After Thursday afternoon’s practice at Thompson-Boling Arena, Prince wondered aloud about what kind of reception he would get from the crowd at FedExForum tonight when second-ranked Tennessee (24-2, 11-1 SEC) collides with top-ranked Memphis (26-0, 12-0 Conference USA).
“We’ll see the first time I touch the ball whether they boo me or cheer me,” he said. “I don’t know.”
Once upon a time, Prince roamed the sidelines at The Pyramid as a ballboy for the Tigers. His father, John, served as an assistant under Larry Finch.
“Everyone’s known me since I was in the second grade in Memphis,” Prince said, adding: “I’ve played in front of those people thousands of times.”
Statements like those are revealing. Along those lines, there appears to be a feeling among some Memphis players that Prince thinks highly of himself, that even if he did grow up in the city spotlight — his talents were evident from an early age, and his father had a high-profile job — he should keep his ego in check. He can rub some the wrong way.
For example, Prince was asked this week about choosing Arizona over Memphis coming out of high school.
“I just needed to get out of Memphis,” he said. “I had seen it all and done it all in Memphis. I just wanted to take my game elsewhere.”
It should be noted that Calipari instead wound up signing Chris Douglas-Roberts, a candidate for national player of the year. And though Prince said he regards many of Memphis’ players as friends, at least one member of the roster does not feel the same way. Senior guard Andre Allen, a fellow Memphian, was asked if he was looking forward to seeing Prince tonight.
"No,” he said.
Prince’s teammates appreciate him. Senior guard Jordan Howell described him as a “freak athlete,” a versatile player who has adjusted to coach Bruce Pearl’s frenetic style.

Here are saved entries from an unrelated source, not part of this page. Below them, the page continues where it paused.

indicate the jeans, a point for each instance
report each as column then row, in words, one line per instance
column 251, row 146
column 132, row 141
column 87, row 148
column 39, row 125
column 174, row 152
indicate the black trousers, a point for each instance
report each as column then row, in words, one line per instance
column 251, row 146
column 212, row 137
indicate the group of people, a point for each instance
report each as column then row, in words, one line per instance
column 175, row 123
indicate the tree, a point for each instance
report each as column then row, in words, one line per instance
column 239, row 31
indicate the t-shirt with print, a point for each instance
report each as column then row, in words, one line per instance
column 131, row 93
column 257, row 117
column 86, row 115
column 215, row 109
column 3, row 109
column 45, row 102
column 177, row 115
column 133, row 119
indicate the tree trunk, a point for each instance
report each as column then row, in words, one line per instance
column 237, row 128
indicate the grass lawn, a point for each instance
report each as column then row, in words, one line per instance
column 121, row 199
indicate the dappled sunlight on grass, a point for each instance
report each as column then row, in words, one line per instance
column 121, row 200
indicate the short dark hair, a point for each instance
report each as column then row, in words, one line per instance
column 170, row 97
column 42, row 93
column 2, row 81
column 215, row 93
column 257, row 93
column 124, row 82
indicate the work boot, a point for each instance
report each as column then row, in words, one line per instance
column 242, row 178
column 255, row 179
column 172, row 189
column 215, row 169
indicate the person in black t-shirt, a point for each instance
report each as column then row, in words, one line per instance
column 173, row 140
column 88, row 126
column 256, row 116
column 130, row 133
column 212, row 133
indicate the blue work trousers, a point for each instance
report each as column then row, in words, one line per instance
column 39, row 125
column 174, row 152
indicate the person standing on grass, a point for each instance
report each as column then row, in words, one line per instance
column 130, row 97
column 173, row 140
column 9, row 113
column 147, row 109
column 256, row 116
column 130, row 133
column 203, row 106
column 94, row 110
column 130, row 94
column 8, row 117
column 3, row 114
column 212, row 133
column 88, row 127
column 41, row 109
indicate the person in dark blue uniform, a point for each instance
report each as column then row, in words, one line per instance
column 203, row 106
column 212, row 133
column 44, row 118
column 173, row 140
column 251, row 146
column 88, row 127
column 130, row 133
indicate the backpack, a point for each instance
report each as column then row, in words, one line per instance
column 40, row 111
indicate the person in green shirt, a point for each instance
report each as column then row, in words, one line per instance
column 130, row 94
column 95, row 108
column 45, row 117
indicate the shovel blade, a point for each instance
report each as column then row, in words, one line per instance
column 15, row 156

Prince, who sat out the first nine games of the season because of NCAA transfer rules, averages 8.6 points, 3.2 rebounds and 1.9 assists — and at least one shriek from Pearl per practice. Upside, a slice of coach-speak employed often by Pearl, doubles as a euphemism for untapped potential, and Pearl pokes and prods Prince by the day, seeking better effort, more consistency, improved production.
“I always get yelled at,” Prince said. “I’m used to it. Me and Coach have a great relationship. He does that because he knows I need it, to keep me motivated.”
Tennessee, Pearl said, would not have won at Xavier on Dec. 22 without Prince, who scored 23 points on 9-of-14 shooting in 20 minutes off the bench. In hindsight, Pearl said, the Vols’ 82-75 victory ranks as one of the more impressive road performances in college basketball this season.
“We’re not where we’re at, we’re not No. 2 in the country, without J.P. Prince,” Pearl said. “I think he’s got great upside. Not good, great upside.”
He has cracked double-figures in scoring just six times in 17 games, which seems as much the product of his learning curve as the Vols’ depth. Ten players average at least 10 minutes per game. And in a twist, Prince has shown flashes of promise as a versatile defender, despite crafting a reputation as a scoring slasher. In the late stages of Tennessee’s 47-45 victory at LSU on Feb. 9, Prince blocked a shot, picked off a pass and flicked away a dribble.
Pearl said he might talk with Prince before tonight’s game, just to make sure he avoids getting too emotional. As for Prince, he said he has nothing but love for Memphis — “I root for Memphis all the time,” he said — even if Memphis no longer feels the same way about him.
“I still got my Memphis shorts,” Prince said. “I might wear them to the game, you never know.”